The park is the center of Colonia Hipódromo, which was built around it. Most of the colonia’s streets follow the lines of or lead to the park, and the houses that surround the park match the park’s Art Deco style. Around the park are a number of important architectural examples from the 1920s and 1930s such as the Edificio San Martín and the Edificio México. The building is important because it retains classic architectural features prevalent in the 1930s, such as the bedrooms having the best views, rather than the living room. This building was restored between 1998 and 2001 by architect Carlos Duclaud, when it was almost completely in ruins.

The park not only serves as the center of Colonia Hipodromo, it is also the defining element of the larger Condesa area of the city. The park is also considered to be “lungs” of the Condesa.

The park has been recognized by the Instituto Nacional de Antropología e Historia (INAH), as part of the heritage of the city.

==History==
The park was created at the same time as Colonia Hipódromo in the 1920s. The entire Condesa area, along with Colonia Roma, was part of a hacienda of the Countess (condesa) of Miravalle. The Countess held horse races on her property, where Parque Mexico is now. The hacienda was sold and developed bit by bit until all that remained was the race track, which could not be developed into residential units because of environmental laws.

When the nearest section to the track of the old hacienda was being developed, it was decided to turn the racetrack into a park, with the colonia centered on and built around it. This was the idea of José Luis Cuevas. This made some of the main streets of Colonia Hipódromo curved, around the park/track with others leading to the park. This is unique in Mexico City and distinguishes Hipodromo from the other colonias of La Condesa, Colonia Condesa and Colonia Hipódromo Condesa.

It was the first modern park, created with an architectural design. It copies many of the elements of European gardens, such as ponds and walkways. The park was designed by architect Leonardo Noriega and engineer Javier Stávoli, who took advantage of the unusually large size of the park to divide it into sections for different activities.

==Renovation==
Since it was established in the 1920s, the park has degraded over time. In 2008, renovation work was carried out on the park and other green areas in the La Condesa zone. In Parque Mexico, renovation included a treatment plant, an irrigation system, rejuvenating the garden areas, better lighting and restoration work on the Lindbergh Theater. However, not all residents were happy with the renovation work, especially in relation to the green areas. Some blame the city for not consulting with them about changes first and not sharing information about the renovation work. One point of conflict is whether or not to allow people to walk on the grass.

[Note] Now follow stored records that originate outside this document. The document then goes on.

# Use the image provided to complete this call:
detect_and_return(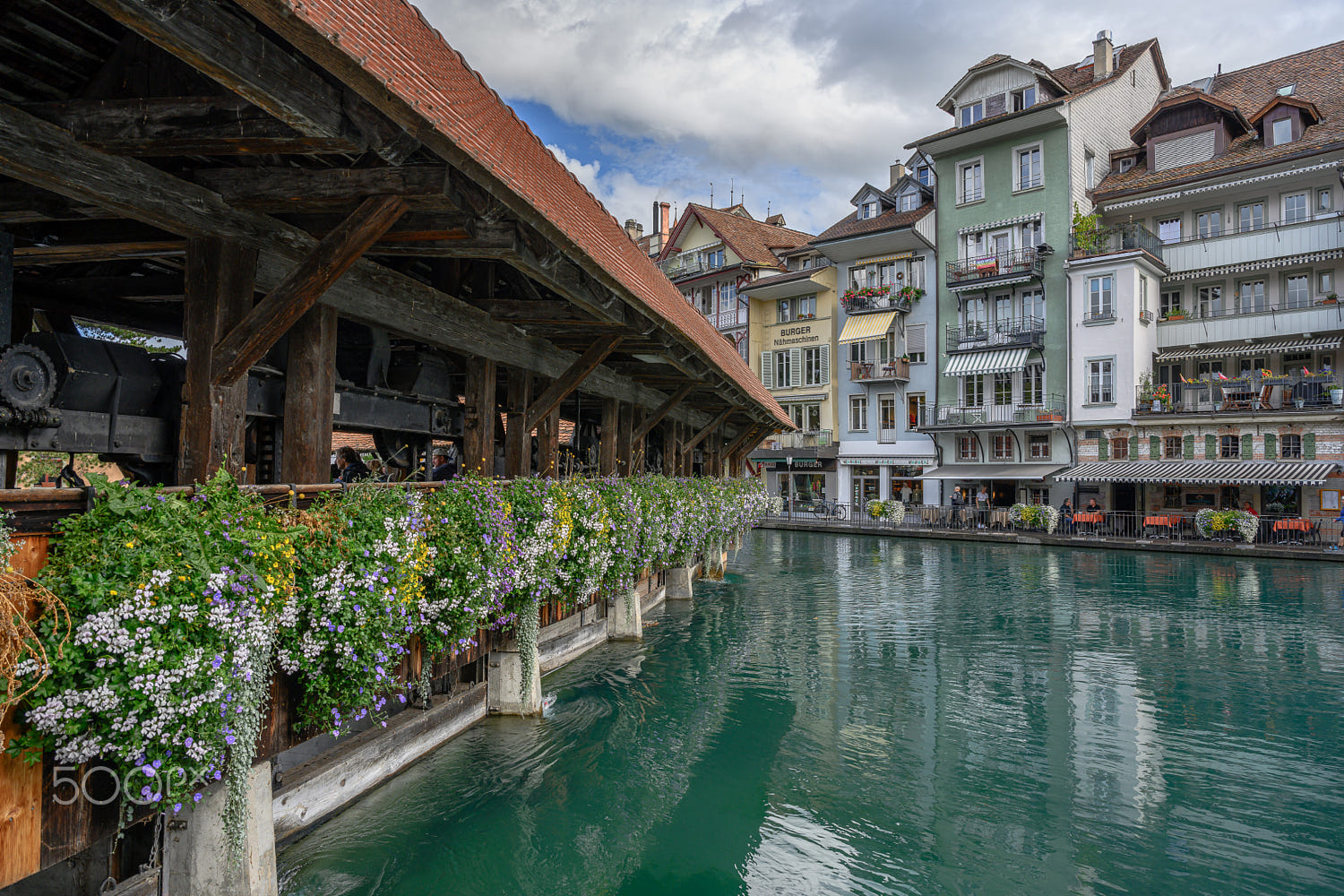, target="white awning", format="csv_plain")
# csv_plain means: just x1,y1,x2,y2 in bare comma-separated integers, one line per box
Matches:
924,463,1066,479
943,347,1031,376
1158,336,1344,361
1055,461,1335,485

There are also tensions among users of the park over the presence of household dogs. One of the problems concerns the lack of control some owners have over their animals, but the more serious problem is the feces left behind. The problem has spurred rumors passed along via Facebook and Twitter that some are leaving poisoned meatballs in the park.

In 2010, the city government installed WiFi service in the park, free for use. It is among the 600 public spaces in which the city has installed free “hotspots.”

In October 2013 a 600,000-peso renovation started, which included an overall paint job and was to include restoration of the Lindbergh Forum.